The labels are rather complex as the Page PMI needs to be expanded to a full 50k vector. Limited memory prevents the full vivification of the label dataset. I need to create a custom dataloader that can create the target matrix at the point that the data is being passed to the model.

I still feel that I haven’t completely processed the data. The current approach of binary cross entropy over the 50 top PMI tokens feels like it needs more work.

Data Processing Posts

Wikipedia Link Recognition This is the very start of the data processing. In this the wikipedia article data is lightly inspected. This writes the article text and the link boundaries to parquet files.

Wikipedia Data Generation The association of the tokens from tokenized text with the boundaries.

Wikipedia Page Mutual Information First pass at PMI calculation by counting the different tokens produced by the tokenization of the article.

Wikipedia Preprocessing Performance At this point the performance of PMI calculation was a problem, this post goes over performance improvements.

Wikipedia IOB Link Boundaries Moving from start/within to outside/inside/beginning (IOB).

Results

The results came after the processing. Production of metrics came quite late so the first few runs only have manual evaluation.

Wikipedia Link Model First go at training the model. This one used within/start boundary labels. The model was evaluated by reviewing some of the tokens that were produced for the recognized entities.

Wikipedia Preprocessing Performance This involved improving the performance of the data preprocessing and model. There was an evaluation of the trained model in this which reviews the produced tokens as before. This time an attempt was made to map the produced tokens to the wikipedia pages by ordering pages by the sum of the selected tokens. The predictions across tokens for an entity were also combined. This showed encouraging performance as the correct result was often in the top 10, and once was the top result (across the whole of wikipedia).

Wikipedia IOB Link Boundaries The use of within/start as two binary classifiers leads to an illegal prediction being possible (is the start of an entity, is not within an entity). The standard classification system is described as IOB and that is a three class classifier, so it cannot predict the illegal state. This tries training a model to use the IOB boundary classifier with the regular link classifier. The manual evaluation shows weaker performance than the previous model that used within/start. I did not investigate the weaker performance further.

Wikipedia Boundary Metrics Part of the problem with training the model is that the accuracy of the different parts has not been established. This starts by measuring the accuracy of the within/start and IOB boundary predictions.

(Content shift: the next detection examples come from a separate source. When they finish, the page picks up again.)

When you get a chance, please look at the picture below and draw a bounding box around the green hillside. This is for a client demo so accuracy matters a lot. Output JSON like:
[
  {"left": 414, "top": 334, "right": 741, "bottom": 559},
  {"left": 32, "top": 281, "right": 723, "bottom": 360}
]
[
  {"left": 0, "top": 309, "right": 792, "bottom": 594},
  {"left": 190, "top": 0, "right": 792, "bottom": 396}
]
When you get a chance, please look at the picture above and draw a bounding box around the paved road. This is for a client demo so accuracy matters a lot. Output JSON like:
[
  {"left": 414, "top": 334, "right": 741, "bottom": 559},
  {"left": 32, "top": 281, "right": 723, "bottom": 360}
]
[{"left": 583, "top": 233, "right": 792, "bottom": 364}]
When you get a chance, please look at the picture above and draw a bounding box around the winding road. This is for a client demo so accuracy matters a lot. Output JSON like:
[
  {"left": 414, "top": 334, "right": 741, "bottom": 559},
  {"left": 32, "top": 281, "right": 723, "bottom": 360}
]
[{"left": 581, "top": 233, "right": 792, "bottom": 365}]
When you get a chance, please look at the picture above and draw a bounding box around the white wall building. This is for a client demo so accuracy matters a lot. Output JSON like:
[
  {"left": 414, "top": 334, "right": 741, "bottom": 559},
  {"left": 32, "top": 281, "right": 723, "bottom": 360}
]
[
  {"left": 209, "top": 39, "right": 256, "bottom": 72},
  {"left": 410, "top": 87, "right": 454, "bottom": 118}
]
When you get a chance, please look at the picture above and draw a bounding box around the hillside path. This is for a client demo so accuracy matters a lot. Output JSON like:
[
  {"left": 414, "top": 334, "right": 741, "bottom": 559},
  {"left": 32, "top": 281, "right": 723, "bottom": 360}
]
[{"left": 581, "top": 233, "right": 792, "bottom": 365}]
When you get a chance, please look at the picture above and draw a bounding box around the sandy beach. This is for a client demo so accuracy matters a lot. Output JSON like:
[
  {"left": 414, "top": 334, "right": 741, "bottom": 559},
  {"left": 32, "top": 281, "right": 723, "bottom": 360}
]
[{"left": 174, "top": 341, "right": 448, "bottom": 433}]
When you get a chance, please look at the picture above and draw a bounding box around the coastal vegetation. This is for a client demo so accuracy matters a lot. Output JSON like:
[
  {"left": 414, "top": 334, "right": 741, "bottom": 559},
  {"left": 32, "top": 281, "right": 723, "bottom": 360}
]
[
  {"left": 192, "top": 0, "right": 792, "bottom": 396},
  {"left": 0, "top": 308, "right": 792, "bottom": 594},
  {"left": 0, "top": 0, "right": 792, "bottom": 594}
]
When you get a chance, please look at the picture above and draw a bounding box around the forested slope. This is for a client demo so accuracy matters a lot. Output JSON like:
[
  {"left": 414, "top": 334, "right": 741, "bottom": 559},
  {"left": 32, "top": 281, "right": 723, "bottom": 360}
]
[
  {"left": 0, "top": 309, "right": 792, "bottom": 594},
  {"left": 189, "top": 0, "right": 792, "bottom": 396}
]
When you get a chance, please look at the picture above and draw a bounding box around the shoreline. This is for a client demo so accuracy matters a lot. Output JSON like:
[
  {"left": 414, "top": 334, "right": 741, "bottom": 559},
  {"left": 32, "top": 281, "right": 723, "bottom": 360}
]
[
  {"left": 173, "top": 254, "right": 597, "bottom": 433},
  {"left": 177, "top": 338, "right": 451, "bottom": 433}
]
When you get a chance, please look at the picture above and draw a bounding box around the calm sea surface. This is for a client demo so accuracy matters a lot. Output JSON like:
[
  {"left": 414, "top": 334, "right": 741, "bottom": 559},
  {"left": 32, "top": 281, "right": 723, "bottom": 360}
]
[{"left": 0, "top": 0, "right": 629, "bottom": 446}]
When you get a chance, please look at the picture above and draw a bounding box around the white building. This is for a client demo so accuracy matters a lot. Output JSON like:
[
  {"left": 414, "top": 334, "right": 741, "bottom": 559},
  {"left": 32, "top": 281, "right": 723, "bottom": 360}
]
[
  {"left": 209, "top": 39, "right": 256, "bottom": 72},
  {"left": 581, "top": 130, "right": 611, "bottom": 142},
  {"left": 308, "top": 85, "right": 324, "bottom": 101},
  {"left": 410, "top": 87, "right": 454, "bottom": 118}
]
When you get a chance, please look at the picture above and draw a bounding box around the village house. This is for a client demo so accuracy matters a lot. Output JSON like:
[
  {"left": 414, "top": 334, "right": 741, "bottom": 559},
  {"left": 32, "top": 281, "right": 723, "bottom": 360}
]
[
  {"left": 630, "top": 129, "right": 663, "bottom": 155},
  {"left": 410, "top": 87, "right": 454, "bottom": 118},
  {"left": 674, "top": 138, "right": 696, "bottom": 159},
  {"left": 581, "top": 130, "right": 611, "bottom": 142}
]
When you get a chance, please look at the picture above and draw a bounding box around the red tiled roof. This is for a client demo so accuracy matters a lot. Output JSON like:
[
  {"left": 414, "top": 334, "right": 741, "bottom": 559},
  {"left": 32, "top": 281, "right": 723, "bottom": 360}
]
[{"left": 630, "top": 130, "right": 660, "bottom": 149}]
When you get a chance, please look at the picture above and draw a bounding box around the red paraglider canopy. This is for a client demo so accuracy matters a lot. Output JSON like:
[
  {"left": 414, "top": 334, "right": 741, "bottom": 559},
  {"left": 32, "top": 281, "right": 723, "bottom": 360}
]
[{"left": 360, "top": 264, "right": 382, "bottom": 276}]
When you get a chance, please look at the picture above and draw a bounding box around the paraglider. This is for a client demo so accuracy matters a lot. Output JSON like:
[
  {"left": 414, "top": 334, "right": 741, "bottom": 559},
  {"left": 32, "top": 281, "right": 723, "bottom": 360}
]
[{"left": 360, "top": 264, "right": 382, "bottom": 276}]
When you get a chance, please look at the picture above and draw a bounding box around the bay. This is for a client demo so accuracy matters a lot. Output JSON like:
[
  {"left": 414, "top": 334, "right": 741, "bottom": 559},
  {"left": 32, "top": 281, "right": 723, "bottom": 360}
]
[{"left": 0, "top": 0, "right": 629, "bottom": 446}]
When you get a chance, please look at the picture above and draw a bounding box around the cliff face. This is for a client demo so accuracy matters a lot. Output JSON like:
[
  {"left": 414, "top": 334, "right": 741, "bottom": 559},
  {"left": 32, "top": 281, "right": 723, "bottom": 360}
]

IOB gets a marginally better score although that may be down to random chance.

Wikipedia Link Metrics This measures the performance of the link prediction, using jaccard similarity and perplexity. Both metrics show very poor performance. Much worse than I was expecting given that the manual evaluations have seemed quite good. This performance suggests to me that the training target is quite hard and that a more appropriate loss function should be used.

Wikipedia Perplexity Train In an attempt to adjust the training to perform better on the metrics this moves to a perplexity (i.e. cross entropy) training system. I think the implementation is fundamentally bugged as cross entropy takes a single target to predict, which is incompatible with the current target. The performance of the trained model is terrible and it trains very slowly anyway. I feel that a mean squared error based loss between softmax and pmi scores could be better than this, until I find a mathematically sound approach.

Wikipedia PMI Values MSE Train To provide more information to the loss function the PMI values are retained and used as targets to train against. To keep the model output and the PMI values in the same range both are softmaxed before comparison. Mean Squared Error is then used to move the model towards these continuous outputs (as cross entropy / binary cross entropy are no longer suitable). While it is possible to get good results the mean squared error loss value drops off and this seems to impact training performance. A different metric may provide more for the model to train with.